Project 1: Wiretap
Assigned: 9/17/09, Due: 10/2/09
Project Goal
Programs, tcpdump (http://www.tcpdump.org/) and
Wireshark (http://www.wireshark.org/), allow sniffing
and analyzing of packets being transmitted or received over a LAN. One
prominent use of this information is in troubleshooting network configuration
and reachability. In this project, we will provide you with data captured
using these tools. Your task is to write the analysis routines similar to
those provided by tcpdump and Wireshark.
Your program must be written in C/C++ and should work on the Burrow or
Sharkestra Linux machines.
Project Specification
Your program, wiretap, should take a file containing
tcpdump data as its input and output the statistics detailed
later in this document.
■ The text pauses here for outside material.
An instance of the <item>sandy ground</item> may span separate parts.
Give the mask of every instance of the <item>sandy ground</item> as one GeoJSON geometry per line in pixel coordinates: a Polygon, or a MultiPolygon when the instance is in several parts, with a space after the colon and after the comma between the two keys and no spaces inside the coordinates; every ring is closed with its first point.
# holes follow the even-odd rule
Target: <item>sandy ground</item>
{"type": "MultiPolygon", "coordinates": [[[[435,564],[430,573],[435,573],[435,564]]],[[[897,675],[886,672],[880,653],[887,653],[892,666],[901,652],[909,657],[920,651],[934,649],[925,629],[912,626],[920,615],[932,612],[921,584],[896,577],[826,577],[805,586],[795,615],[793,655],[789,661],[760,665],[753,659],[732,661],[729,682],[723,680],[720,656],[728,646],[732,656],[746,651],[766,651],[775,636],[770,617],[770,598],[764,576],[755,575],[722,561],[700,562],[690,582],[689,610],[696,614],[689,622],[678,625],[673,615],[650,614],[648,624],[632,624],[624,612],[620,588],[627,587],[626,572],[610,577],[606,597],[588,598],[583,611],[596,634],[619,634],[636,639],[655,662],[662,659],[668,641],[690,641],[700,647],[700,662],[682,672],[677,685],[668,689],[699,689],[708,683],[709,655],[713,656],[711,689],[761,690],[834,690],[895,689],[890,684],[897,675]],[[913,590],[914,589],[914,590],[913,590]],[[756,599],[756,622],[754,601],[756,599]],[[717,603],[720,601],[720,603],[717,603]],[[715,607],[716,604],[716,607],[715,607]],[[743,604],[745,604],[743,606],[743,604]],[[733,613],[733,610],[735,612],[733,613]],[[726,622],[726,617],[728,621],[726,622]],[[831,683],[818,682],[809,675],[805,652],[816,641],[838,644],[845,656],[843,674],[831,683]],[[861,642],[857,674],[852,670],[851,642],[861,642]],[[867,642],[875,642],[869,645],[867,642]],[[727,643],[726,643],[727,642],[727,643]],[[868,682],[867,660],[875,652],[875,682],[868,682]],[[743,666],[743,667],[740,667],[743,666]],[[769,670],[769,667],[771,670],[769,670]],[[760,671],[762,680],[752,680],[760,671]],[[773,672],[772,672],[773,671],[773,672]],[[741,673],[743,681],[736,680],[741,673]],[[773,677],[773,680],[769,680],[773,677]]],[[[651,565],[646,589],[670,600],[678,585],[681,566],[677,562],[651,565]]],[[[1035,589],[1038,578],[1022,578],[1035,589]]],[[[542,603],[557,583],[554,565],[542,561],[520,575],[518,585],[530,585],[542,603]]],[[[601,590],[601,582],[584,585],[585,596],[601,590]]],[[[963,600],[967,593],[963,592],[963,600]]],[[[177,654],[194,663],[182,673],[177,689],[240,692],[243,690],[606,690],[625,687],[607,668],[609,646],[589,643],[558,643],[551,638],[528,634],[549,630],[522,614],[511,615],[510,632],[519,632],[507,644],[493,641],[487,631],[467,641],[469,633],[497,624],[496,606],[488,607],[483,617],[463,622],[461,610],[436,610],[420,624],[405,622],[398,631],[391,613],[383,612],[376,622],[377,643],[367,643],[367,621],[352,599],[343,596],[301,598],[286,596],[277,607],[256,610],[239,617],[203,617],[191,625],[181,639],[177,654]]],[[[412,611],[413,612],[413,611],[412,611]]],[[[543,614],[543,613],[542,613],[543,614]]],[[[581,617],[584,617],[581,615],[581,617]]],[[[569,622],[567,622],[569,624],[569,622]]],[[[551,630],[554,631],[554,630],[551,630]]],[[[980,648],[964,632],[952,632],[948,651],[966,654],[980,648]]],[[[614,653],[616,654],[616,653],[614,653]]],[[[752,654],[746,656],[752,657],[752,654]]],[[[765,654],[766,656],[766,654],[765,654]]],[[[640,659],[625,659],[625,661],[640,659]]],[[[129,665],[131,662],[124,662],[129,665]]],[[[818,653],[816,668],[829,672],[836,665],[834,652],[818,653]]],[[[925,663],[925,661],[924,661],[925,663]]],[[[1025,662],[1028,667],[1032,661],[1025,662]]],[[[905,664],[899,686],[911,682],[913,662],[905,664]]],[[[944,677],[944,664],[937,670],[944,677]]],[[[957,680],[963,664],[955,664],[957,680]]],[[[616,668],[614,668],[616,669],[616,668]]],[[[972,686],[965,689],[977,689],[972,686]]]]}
Since this data is not in human-readable format, you
will have to use the Packet Capture Library, libpcap.a, and
the functions in its header file, pcap.h (found in /usr/include on the
CS Linux machines) to read the data. When compiling your program, include the
pcap library by using -lpcap as the first argument to your
GNU compiler. For example, gcc -lpcap -o wiretap wiretap.c will
compile a C program with the pcap library support. For C++, simply
change the compiler from gcc to g++. The other steps you
should follow are:
- Open an input file using function pcap_open_offline().
- Check that the data you are provided has been captured from Ethernet using
function pcap_datalink().
- Read packets from the file using function pcap_loop(). Notice
that this function needs to be called only once. It takes 4 arguments. Of
these, the second and the third arguments are of most interest to you. The
second argument lets you specify how many packets to read from the file. The
third argument, pcap_handler callback, is where most of the action
happens. Here, callback is the function you write to process data
from each packet.
You can pass the callback function to the pcap_loop()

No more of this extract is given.